Theo van der Loo: Por que eu pessoalmente não contrato gente todos os dias, o fluxo é pequeno, eu contrato os diretores, eles não saem muito, a rotatividade é baixa. Eu dependo muito dos gestores que contratam mais pessoas para que eles se sensibilizem e sigam em frente.

O que comento com o RH é o seguinte: se nós continuarmos a fazer tudo do jeito que a gente fazia antes não vai mudar nada. Tem que ter uma certa pro atividade, um empurrão.

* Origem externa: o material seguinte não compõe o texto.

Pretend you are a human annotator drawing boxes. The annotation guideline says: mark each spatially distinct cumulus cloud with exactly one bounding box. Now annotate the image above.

EXAME.com: Que tipo de iniciativa?
Theo van der Loo: Temos que pedir para os headhunters que eles forneçam candidatos afrodescendentes. Essa pressão que acho que tem que existir na sociedade.É óbvio que hoje, até pela História, tem mais brancos com uma boa formação do que negros. Mas isso não significa que não tenha negros, ou seja, se uma pessoa falar “não. não tem gente para participar” eu acho um equívoco.

O que acontece é que é mais difícil de achar negros qualificados. Mas, hoje em dia, com as cotas nas universidade, o que é algo muito positivo, você acaba tendo mais gente com qualificação para conseguir emprego.

Agora, refletindo sobre isso que está acontecendo, a gente pode até tentar começar com os estagiários. De repente a gente colocar uma meta: dos estagiários, determinado percentual, no mínimo, tem que ser afrodescendente.

EXAME.com: Essa é uma ideia que você gostaria de desenvolver na Bayer do Brasil?
Theo van der Loo: Sim, nós temos algumas, mas eu quero fazer mais. Muitos CEOS, como eu, muitos concordam que têm que fazer alguma coisa. Mas não sabem como começar. Eu nem sabia como falar, se falava afrodescendente, se falava negro. E conversando com os negros e até pessoas de fora da Bayer, e dizem: “Theo, não é como você chama a gente, falar sobre o assunto já ajuda muito. Seja você mesmo, fale as coisas como você sente e, se você cometer algum erro, você pede desculpas, as pessoas entendem, elas ficam felizes de haver mais interesse.